Here is a short quote from Google’s old code of conduct where the company elaborates on the motto of “don’t do evil”: “Trust and mutual respect among employees and users are the foundation of our success, and are something we need to earn every day.” It feels like a joke in today’s context. Why was it so urgent for CEO Sundar Pinchai – who received total compensation on $294.3 million over the past three years – to fire 12,000 people now when the company has $116 billion in cash?

Couldn’t the CEO who brags about how a “healthy disregard for the impossible is core to our culture” come up with a better solution?

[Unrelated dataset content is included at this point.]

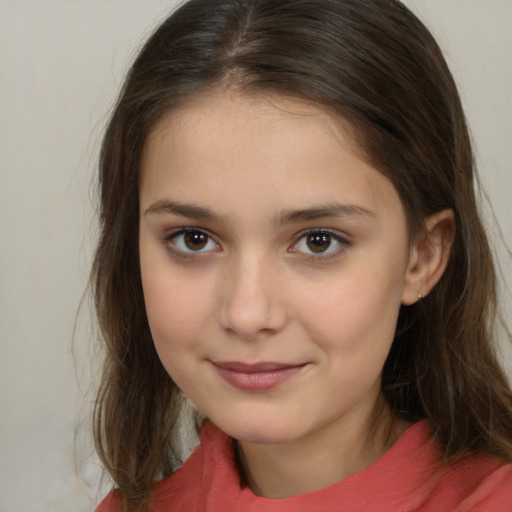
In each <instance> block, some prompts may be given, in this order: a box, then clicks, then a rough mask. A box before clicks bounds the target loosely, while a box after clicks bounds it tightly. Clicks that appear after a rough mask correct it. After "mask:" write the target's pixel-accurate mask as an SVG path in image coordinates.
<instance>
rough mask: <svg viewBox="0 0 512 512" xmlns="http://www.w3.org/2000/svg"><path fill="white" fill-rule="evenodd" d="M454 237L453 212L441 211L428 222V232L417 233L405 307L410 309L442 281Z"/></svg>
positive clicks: (430, 218) (414, 241)
mask: <svg viewBox="0 0 512 512" xmlns="http://www.w3.org/2000/svg"><path fill="white" fill-rule="evenodd" d="M454 236H455V215H454V213H453V210H451V209H447V210H441V211H440V212H437V213H435V214H434V215H431V216H430V217H427V218H426V219H425V230H421V231H420V232H418V233H417V236H416V237H415V239H414V241H413V242H412V245H411V249H410V253H409V263H408V267H407V272H406V276H405V283H404V291H403V295H402V304H404V305H406V306H409V305H411V304H414V303H415V302H416V301H417V300H418V299H420V298H421V297H425V296H426V295H428V293H430V290H432V288H433V287H434V286H435V285H436V284H437V282H438V281H439V279H441V276H442V275H443V272H444V271H445V269H446V266H447V265H448V260H449V258H450V251H451V247H452V243H453V238H454Z"/></svg>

Maybe give employees who underperform a warning first? How about an overall pay cut across the board of say, 5%? (The median salary at Google is about $300,000.) That would have resulted in similar payroll savings and all employees could have kept their jobs

Hedge fund managers may be thrilled by the cost cutting at Google, but the destruction of trust it entailed could backfire. Googlers (as well as Amzonians, Metamates, etc.) will realize that no one really cares about them. They might work a bit harder for fear of being next on the chopping block, but their hearts are already elsewhere.

And when the time is right, they will be opportunistic themselves and walk out the door.